The card agglutination test for Trypanosoma evansi (CATT/T. evansi) for the detection of antibodies, and Suratex for the detection of circulating antigens were compared in a cross-sectional study involving camels in eastern and central parts of Kenya. Of the 2227 camels screened, 2038 were owned by nomadic pastoralists in T. evansi endemic areas in eastern Kenya. A herd of 86 camels were from a ranch in Mugwoni. In Athi River area, 35 camels belonged to Kenya Trypanosomiasis Research Institute, and 68 were slaughter animals. Diagnostic sensitivity estimates were obtained by testing sera from 51 camels that had been found to be parasitologically positive by the haematocrit centrifugation technique, buffy-coat technique and mouse inoculation. Diagnostic specificity was estimated by testing sera from 35 camels known to be trypanosome-free. Positive and negative predictive values (NPVs) were calculated using a range of prevalence values. The sensitivity of CATT/T. evansi (68.6%) was higher than that of Suratex (58.8%), but not significantly. Both tests had equally high specificity (100%). The overall prevalence was 2.3% (51 out of 2227) by parasite detection, 32.2% (327 out of 1017) by CATT/T. evansi and 19.6% (188 out of 961) by Suratex. Overall, there was a positive association between CATT/T. evansi and Suratex though the strength of association was low (McNemar's test=46.12, P=0.001; kappa=0.26, CI: 0.20-0.33). Parasite prevalence ranged from 0% in several herds to 27.8% in a herd in Isiolo.

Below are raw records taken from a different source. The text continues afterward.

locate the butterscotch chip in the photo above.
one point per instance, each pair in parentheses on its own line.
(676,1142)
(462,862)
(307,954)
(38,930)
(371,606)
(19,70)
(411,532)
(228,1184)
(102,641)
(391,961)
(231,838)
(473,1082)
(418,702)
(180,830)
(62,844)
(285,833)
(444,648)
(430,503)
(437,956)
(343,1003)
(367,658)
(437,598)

Prevalence was highest in Isiolo with 2.5% (51 out of 2030) by parasitological detection, 38.8% (321 out of 828) by CATT/T. evansi and 21.9% (169 out of 772) by Suratex. In Mugwoni prevalence was 7 and 18% by CATT/T. evansi and Suratex, respectively, and no parasites were detected. In Athi River Suratex detected 2.9% (3 out of 103) positive while CATT/T. evansi and parasitological methods gave negative results. At prevalence values between 10 and 100%, CATT/T. evansi as well as Suratex had infinitely high positive predictive values, whereas Suratex had a lower NPV than CATT/T. evansi. In conclusion, results of this study showed that CATT/T. evansi and Suratex were able to detect aparasitaemic infections rapidly and were more sensitive than parasitological methods in revealing the true extent of trypanosomosis in a herd. The tests effectively complemented parasitological methods in the detection of T. evansi infections in camels.     

Animal-level risk factors for Trypanosoma evansi infection in camels in eastern and central parts of Kenya

Point prevalences and animal-level risk factors for Trypanosoma evansi infection were investigated in a cross-sectional study that involved 2227 camels from eastern and central parts of Kenya. The screening tests used were haematocrit centrifugation technique (HCT), mouse inoculation and latex agglutination (Suratex). All camels were screened with HCT, while 396 and 961 of them were, in addition, screened with mouse inoculation and Suratex tests, respectively. Parasitological and Suratex test results were used in parallel to determine the number of camels exposed to T. evansi infections. Statistical analyses were conducted using Statistical Analysis Systems. Parasitological and Suratex test results in parallel were dependent variables in multivariable logistic regression models that determined risk factors for T. evansi infection. Herd-level clustering was corrected with general estimation equations. The prevalences were 2.3% and 19.6%, using parasitological and Suratex tests, respectively, and 21.7% when both tests were used in parallel. There was a positive association between the screening tests (McNemar's test = 104.8, P = 0.001) although the strength of association was low (Kappa = 0.2; 95% CI: 0.1-0.3). Before accounting for herd-level clustering, dry season (OR = 1.5; 95% CI: 1.0, 2.1) and nomadic pastoralism (OR = 1.8; 95% CI: 1.1, 3.2) were associated with increased odds of a camel being exposed to T. evansi infection compared to wet season and ranching, respectively. Following this correction, only nomadic pastoralism was significantly associated (OR = 3.1; 95% CI = 1.0, 14.4) with T. evansi infection compared to ranching. It is concluded that camels managed under nomadic pastoralism had higher risk of being exposed to T. evansi infections than camels from ranching systems of management.     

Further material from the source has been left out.